The survey also revealed a case where a resident paid over 100 million won entry fee.

Almost all of the respondents, or 96.1 percent, said they have heard about the entry fee. Seventy-seven percent said they heard that other departments at the hospital they were at forced residents to pay the entry fee.

Four out of five trainee physicians said hospitals should stop the malpractice of collecting the entry fee.

Seventy-two percent said hospitals supported the operation costs for departments and 52.4 percent said residents received money or benefits directly from the hospital.

“If a resident does not pay the entry fee, the hospital tends to force him or her to choose another department, not the one that the resident wishes to enter,” one of the respondents said in the survey.

Another trainee physician said only the head of the department has access to the information about the hospital’s financial support for the department. “The department head spends the department’s money himself and uses the entry fees to run the department,” he said.

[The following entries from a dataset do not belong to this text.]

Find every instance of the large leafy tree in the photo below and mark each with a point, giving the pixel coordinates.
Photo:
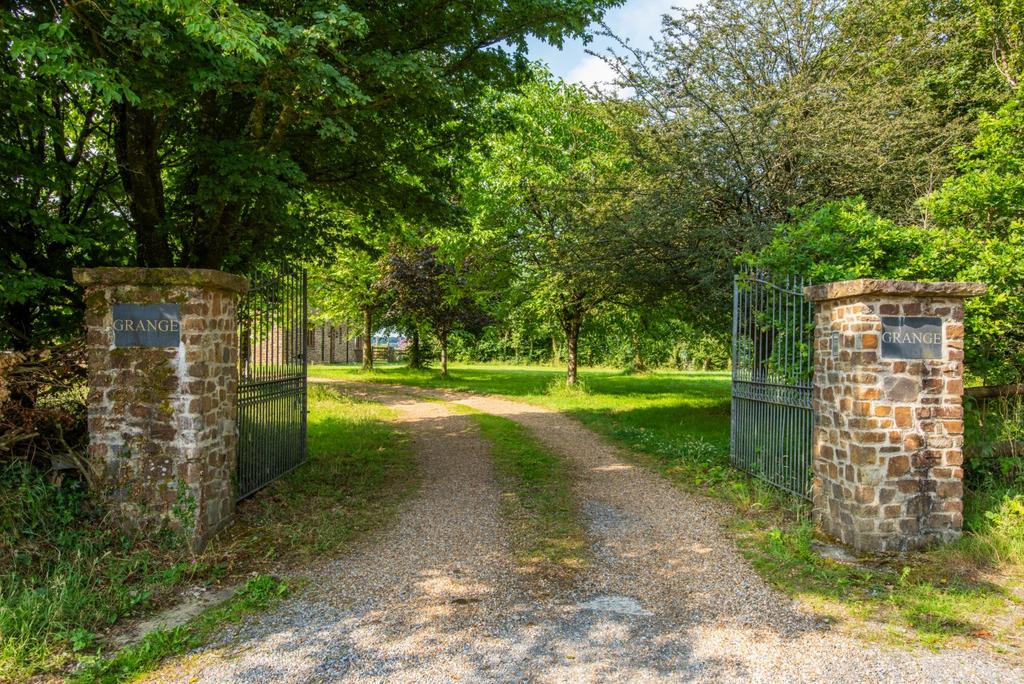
(550, 194)
(212, 127)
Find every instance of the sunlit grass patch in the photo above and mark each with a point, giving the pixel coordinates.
(67, 576)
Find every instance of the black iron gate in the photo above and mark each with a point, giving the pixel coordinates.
(772, 368)
(271, 379)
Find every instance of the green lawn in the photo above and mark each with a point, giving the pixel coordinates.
(678, 423)
(66, 576)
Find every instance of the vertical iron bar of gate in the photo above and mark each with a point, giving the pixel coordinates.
(305, 367)
(771, 395)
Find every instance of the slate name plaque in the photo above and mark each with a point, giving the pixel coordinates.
(911, 337)
(146, 326)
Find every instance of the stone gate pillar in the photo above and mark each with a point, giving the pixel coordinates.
(163, 383)
(888, 413)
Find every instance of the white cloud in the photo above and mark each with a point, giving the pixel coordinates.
(592, 71)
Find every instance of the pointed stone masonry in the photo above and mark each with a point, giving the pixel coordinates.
(888, 412)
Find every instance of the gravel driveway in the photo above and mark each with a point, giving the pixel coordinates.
(437, 598)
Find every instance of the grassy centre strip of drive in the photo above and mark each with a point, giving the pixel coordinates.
(537, 494)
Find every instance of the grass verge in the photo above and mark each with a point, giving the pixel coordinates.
(967, 593)
(537, 497)
(257, 594)
(67, 578)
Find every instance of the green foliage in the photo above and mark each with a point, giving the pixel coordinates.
(214, 134)
(978, 234)
(845, 240)
(65, 575)
(255, 595)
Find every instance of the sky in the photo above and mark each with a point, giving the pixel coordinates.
(636, 20)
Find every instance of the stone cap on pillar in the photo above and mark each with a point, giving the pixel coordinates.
(868, 286)
(200, 278)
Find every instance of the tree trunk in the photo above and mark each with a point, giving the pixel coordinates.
(415, 352)
(571, 325)
(443, 342)
(638, 364)
(368, 338)
(136, 147)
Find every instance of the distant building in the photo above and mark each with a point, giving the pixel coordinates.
(333, 343)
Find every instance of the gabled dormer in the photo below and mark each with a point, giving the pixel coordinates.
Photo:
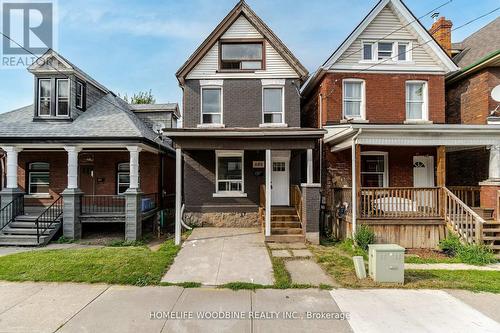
(61, 90)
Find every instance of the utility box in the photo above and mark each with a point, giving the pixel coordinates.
(386, 263)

As first-year residents start residency in March, the KIRA is increasingly receiving complaints about entry fee, the association said.

Lee Seung-woo, president of KIRA, said it was a shame of the medical community that hospitals still had an absurd culture of taking money from trainee physicians without a transparent disclosure of its usage.

“However, some professors take the initiative to remove such practice, and some hospitals are making efforts by supporting the operating expenses for departments,” Lee said. “Now, the academic circles and teaching hospitals should not sit idle but boldly voice for self-reflection. Specialists also should not inherit this corrupt culture.”